Ganz langsam wandte sie den Kopf zu Mäxi herum.
»In einem Kaufhaus?«
»Wieso meinst du, dass ich euch in einem Kaufhaus gesehen haben soll?«
»Ich will es wissen«, schrie sie ihn an. »Auf der Stelle wirst du es mir sagen.«
»Reg dich doch nicht so auf. Nein, es war in keinem Kaufhaus. Draußen, irgendwo in einem Schwimmbad.«
»Schwör es mir«, sagte Karla mit tonloser Stimme.

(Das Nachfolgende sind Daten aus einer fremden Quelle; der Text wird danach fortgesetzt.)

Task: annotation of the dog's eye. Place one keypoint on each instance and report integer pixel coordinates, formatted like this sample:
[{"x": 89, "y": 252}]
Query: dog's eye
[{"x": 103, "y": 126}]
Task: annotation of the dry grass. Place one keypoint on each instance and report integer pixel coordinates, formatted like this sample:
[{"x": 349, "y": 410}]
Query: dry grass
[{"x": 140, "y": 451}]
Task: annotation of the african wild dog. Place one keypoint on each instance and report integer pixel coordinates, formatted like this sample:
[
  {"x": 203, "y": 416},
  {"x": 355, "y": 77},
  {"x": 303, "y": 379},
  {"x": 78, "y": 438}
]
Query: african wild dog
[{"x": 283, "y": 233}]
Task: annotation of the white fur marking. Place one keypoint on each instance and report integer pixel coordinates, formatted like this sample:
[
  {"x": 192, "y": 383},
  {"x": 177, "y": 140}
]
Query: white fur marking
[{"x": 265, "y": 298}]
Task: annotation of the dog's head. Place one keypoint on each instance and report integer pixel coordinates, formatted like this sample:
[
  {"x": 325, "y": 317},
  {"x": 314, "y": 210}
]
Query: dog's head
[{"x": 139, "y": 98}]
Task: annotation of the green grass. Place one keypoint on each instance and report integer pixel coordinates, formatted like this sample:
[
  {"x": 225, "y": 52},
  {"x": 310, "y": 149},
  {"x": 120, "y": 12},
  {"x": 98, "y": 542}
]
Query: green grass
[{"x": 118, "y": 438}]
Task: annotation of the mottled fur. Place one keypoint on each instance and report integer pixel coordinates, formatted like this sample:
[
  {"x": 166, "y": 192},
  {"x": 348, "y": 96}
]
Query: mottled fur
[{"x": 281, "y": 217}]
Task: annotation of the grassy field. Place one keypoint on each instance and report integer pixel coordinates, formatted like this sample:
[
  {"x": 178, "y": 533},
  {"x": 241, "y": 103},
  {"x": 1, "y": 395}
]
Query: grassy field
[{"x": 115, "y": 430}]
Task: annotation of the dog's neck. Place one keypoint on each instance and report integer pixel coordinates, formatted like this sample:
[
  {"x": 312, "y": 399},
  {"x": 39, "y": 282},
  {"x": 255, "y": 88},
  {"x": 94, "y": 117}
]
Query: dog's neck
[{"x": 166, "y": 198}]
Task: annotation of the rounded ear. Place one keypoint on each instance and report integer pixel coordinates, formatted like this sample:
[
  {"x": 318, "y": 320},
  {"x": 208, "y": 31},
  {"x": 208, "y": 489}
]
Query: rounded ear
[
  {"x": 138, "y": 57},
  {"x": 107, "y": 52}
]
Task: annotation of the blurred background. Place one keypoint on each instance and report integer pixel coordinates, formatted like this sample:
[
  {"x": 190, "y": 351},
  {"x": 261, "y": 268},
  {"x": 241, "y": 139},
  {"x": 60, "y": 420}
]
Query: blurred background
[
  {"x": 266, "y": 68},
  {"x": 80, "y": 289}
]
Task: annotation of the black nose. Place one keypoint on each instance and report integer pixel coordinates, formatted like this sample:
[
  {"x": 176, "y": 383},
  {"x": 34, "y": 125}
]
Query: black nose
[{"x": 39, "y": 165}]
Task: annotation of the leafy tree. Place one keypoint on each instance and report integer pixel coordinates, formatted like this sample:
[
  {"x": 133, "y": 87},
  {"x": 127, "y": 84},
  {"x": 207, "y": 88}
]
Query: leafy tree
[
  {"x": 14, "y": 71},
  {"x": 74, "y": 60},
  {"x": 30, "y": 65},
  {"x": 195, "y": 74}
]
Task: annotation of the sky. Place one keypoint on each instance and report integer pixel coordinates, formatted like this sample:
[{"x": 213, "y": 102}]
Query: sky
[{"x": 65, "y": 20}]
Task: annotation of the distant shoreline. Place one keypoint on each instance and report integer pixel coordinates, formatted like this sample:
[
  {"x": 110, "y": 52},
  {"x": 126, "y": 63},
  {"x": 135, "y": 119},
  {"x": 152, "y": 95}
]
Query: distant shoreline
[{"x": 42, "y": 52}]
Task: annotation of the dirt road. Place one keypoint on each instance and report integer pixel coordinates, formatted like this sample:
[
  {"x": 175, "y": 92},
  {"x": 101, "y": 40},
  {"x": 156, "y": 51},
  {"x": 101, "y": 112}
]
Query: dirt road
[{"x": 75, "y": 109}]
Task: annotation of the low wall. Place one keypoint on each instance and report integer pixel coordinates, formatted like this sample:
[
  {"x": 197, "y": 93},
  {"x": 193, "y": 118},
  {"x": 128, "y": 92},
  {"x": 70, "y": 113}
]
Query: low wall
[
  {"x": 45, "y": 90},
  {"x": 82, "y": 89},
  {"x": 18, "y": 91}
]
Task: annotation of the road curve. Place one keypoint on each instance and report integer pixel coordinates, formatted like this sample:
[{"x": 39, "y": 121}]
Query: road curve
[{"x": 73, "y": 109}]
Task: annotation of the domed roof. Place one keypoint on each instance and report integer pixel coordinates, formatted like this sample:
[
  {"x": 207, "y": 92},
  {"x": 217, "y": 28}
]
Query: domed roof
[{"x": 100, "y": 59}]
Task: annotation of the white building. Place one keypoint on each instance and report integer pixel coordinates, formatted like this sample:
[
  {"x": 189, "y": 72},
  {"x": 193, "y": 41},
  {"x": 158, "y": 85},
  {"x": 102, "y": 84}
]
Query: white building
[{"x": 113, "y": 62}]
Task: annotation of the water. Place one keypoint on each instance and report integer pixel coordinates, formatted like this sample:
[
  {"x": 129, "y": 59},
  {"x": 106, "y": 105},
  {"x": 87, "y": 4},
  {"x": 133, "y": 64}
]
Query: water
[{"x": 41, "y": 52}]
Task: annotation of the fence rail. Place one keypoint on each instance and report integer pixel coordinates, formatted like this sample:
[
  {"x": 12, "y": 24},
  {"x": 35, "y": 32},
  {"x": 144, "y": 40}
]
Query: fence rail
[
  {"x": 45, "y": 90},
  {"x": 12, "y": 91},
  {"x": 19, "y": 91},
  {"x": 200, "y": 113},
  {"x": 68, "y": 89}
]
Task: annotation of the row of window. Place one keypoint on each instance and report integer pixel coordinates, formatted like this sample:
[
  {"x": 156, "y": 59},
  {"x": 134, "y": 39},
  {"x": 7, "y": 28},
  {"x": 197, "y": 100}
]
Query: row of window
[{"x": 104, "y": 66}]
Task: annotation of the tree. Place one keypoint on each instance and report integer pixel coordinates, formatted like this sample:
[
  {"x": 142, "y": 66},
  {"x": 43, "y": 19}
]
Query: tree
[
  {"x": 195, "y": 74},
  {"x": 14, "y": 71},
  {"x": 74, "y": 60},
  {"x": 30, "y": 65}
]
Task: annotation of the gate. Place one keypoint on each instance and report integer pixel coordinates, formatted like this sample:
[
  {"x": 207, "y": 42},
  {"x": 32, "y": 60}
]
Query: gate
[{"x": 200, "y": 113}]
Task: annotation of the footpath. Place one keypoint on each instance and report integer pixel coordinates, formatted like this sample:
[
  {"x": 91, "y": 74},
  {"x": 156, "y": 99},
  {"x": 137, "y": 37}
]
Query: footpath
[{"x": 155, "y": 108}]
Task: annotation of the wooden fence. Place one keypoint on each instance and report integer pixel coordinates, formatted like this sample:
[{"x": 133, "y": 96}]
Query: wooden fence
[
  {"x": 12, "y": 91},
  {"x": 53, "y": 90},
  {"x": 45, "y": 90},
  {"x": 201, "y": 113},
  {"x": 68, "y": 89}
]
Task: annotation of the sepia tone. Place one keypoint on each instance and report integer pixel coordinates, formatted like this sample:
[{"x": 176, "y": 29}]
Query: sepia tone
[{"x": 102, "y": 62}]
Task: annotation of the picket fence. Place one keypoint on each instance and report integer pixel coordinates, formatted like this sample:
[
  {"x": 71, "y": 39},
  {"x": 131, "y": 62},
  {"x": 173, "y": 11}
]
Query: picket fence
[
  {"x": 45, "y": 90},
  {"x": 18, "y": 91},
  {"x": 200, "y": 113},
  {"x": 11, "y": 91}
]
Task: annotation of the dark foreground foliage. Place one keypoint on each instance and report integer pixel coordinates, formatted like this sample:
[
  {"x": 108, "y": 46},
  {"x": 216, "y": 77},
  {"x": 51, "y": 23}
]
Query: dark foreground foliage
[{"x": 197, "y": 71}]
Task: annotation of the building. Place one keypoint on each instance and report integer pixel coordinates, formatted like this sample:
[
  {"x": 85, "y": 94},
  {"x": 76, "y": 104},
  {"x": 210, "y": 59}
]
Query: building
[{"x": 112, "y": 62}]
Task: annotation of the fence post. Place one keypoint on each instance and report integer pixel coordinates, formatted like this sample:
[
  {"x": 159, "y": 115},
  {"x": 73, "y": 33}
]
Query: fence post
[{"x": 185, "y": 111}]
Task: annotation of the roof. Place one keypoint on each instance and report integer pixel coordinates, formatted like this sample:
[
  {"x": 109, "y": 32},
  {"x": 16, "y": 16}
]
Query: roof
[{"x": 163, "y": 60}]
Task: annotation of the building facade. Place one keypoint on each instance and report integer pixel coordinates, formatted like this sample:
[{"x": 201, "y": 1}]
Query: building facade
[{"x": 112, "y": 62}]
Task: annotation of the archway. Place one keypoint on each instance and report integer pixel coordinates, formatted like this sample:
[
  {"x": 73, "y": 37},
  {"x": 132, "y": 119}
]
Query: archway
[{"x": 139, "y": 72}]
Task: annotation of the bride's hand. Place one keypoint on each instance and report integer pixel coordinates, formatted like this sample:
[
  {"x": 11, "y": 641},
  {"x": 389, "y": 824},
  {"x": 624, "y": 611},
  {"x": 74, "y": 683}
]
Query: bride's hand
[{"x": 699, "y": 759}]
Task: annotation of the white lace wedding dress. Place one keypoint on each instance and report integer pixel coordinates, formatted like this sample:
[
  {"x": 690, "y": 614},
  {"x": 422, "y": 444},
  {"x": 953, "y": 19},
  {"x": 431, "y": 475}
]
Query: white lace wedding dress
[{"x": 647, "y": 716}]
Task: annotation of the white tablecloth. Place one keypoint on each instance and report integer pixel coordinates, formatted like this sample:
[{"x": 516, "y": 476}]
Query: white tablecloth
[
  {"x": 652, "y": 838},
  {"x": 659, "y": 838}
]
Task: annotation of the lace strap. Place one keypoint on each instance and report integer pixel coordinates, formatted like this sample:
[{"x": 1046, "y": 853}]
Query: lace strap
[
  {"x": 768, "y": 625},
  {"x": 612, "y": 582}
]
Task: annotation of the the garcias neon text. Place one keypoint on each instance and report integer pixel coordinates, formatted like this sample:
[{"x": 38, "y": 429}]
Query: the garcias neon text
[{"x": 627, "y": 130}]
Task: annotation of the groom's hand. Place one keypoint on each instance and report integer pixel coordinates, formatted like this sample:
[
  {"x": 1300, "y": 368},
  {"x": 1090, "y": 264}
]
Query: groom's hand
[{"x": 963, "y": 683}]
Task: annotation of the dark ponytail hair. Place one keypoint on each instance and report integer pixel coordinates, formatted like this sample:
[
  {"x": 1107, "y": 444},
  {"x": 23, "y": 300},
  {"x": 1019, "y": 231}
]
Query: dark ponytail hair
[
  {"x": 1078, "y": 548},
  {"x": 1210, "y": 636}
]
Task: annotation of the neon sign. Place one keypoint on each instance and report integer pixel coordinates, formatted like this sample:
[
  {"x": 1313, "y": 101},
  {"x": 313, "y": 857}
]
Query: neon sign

»Das kann ich beschwören.«
»Und ich dachte, jetzt wüsste ich, wer uns beobachtet hat.«
»Du sprichst in Rätseln, Karla.«
»Das ist nicht schlimm.«
»Kannst du jetzt wieder arbeiten?«
Sie blickte ihn aus toten Augen an.
»Wenn mir heute ein Kerl zu nahe kommt, dann töte ich ihn.«
»Karla, du bist verrückt.«
Sie erzählte man von der Freundin, und wie viel sie ihr bedeutet hatte. Sie sprach auch über das kleine Mädchen und von der Sache, wie man es einfach fortgebracht hatte, und dass sie jetzt keinen Frieden mehr finden könne.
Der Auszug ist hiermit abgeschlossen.